Posted: Tuesday, June 30, 2020. 10:45 am CST.
By Aaron Humes: At 10 a.m. this morning Belize time, Belize’s financial authorities will be discussing, in a virtual meeting, the proposed capitalization of upcoming interest payments due on its 2034 Bonds with bondholders (the “Bondholders”).
Belize is hoping to defer up to two interest payments on the instrument popularly known as the “Superbond”: one due in August, the other next February, together valued at BZ$52 million.
On Friday a report was submitted to the National Assembly as outlined under Section 5, Paragraph 3, Subparagraph F of the Terms and Conditions of the Belize U.S. Dollar 2034
Bonds, to explain why primary surplus was to be less than 2% of GDP at 1.34 percent.
When he first presented the budget in March, Prime Minister and Minister of Finance, Dean Barrow, listed two pre-eminent factors that account for the actual outturn.
First, the BZ$15 million (0.4% of GDP) shortfall in recurrent revenues, attributable to the unforeseeable fall in Quarter 4 GDP output occasioned by the emergence of the COVID-19 virus; Second, the deliberate policy decision to seize the financing opportunity for the start of construction on three major national highways, including multiple bridges, as part of the Government’s capital investment program. Those capital expenditures for Financial Year 2019/20 exceeded budgeted levels by B$38m (1% of GDP).
Jointly, these two factors accounted for a 1.4% of GDP underperformance of the primary balance in Financial Year 2019/20.
Also pointed out was that Tourism and its economic offshoots represent 40% of Belizean economic activity, with united States visitors accounting for 75% of visitor arrivals. After the first COVID-19 case emerged in Washington State, USA, in January 2020, travel to Belize remained unaffected until late February.
Then, precipitously, forward booking nosedived, and by the second week of March, traditionally the busiest month for tourism flows, airlines disclosed plans to discontinue service and cruise ship calls were discontinued. On March 23, 2020 all tourist and other travel to Belize ceased with both the international airport and all land borders closed. As a consequence, the Quarter 1 GDP output declined by 4.5%, according to the Statistical Institute of Belize. GoB’s recurrent revenues, already under some pressure due to a historic drought suffered by Belize in 2019, fell by 1.3% for the fiscal. year.

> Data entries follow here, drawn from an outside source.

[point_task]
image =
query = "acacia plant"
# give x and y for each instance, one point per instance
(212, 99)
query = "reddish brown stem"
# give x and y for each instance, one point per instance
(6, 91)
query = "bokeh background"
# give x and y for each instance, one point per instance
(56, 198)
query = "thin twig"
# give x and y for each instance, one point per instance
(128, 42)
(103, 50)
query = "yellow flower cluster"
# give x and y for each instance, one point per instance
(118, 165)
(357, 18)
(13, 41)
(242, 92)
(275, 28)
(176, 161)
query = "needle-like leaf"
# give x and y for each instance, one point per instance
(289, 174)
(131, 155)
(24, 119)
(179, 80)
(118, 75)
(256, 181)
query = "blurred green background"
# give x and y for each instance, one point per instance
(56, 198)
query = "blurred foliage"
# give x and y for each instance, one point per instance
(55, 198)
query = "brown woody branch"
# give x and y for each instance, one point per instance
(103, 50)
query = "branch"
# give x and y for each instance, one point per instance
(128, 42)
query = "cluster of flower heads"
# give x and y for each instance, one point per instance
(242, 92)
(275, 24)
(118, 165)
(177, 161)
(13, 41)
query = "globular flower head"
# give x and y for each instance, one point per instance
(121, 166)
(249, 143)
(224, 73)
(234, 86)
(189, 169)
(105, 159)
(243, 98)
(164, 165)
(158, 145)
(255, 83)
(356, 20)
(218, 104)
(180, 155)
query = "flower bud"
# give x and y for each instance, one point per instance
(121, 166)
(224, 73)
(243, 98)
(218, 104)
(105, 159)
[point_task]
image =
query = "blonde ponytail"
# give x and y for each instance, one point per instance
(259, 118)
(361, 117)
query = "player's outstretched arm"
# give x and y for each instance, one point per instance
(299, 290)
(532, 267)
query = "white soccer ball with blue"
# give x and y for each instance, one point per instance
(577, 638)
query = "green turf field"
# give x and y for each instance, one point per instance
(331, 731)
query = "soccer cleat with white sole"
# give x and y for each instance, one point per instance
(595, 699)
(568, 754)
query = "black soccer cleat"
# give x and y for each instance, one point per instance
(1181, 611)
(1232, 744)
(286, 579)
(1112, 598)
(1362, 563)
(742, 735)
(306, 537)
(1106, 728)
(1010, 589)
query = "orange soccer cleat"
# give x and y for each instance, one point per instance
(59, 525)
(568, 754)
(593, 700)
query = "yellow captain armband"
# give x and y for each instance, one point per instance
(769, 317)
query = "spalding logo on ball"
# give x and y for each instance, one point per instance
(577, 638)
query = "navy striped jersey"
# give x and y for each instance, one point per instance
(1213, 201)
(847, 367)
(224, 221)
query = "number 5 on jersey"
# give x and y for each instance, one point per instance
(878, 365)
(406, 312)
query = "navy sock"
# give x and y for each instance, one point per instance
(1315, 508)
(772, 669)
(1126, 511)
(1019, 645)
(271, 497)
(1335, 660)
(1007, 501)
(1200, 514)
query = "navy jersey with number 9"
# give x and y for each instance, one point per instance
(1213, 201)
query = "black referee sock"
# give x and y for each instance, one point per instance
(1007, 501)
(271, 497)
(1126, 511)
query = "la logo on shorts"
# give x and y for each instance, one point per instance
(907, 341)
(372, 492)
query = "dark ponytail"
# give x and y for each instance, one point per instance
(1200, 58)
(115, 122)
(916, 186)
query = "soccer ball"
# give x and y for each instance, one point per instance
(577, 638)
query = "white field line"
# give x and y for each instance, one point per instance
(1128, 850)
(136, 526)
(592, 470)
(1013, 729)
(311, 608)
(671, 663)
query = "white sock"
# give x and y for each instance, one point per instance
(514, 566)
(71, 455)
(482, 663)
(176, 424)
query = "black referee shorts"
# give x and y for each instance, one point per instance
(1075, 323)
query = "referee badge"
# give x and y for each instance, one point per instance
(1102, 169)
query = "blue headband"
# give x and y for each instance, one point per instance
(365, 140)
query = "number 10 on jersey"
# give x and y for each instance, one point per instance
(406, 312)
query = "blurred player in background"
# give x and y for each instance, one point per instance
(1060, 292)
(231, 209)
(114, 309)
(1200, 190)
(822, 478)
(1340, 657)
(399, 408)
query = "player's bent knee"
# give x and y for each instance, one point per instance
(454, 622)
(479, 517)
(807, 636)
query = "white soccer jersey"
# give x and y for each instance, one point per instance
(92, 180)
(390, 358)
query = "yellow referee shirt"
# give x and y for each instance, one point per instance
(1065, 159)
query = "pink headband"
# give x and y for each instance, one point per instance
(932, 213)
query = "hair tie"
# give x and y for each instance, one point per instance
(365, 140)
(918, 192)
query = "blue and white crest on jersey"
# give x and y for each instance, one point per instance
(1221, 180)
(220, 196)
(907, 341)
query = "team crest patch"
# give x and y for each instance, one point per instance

Further, Government was presented with an extraordinary opportunity to finance three long-pending roadways, each with high potential for future tourism growth. These were: first, the 38-Mile Coastal Road (estimated cost BZ$140m) primarily financed by the CDB and UK; second, the 35-Mile Sarteneja Road (estimated cost BZ$100m) financed by the Republic of China on Taiwan; and third, the 50-mile Caracol Road (estimated cost BZ$140m), funded by the OPEC and Kuwaiti Funds. All three projects will unlock new regions of the country for tourism and agricultural expansion, and together can stimulate the creation of long-term jobs and economic growth. Once completed, these three projects are expected to add between 2% and 5% of output to GDP. As ‘one-off’ capital investments contracted during a period of otherwise modest economic growth, GoB considered these commitments as productive infrastructure and highly beneficial to citizens and creditors alike.
Underscoring GoB’s otherwise judicious adherence to budget targets are the results in FY2019/20 for other broad budget lines such as wages, pensions, and goods and services, which together accounted for three-fourths of all recurrent expenditures. These three cost centers combined were down 2% for the fiscal year, compared to the approved budget (down BZ$17m or .4% of GDP), with the goods and services outlays falling by 8%.
The primary fiscal outturn then, which was just short of the 2% of GDP target for FY 2019/20 is the result of the COVID-19 crisis and of GoB’s purposeful decision to take advantage of immediately available low-cost, non-commercial infrastructure financing.
While the Prime Minister expressed confidence that bondholders would agree to the terms he hid open the possibility of a default even considering the damage it would do to Belize’s reputation.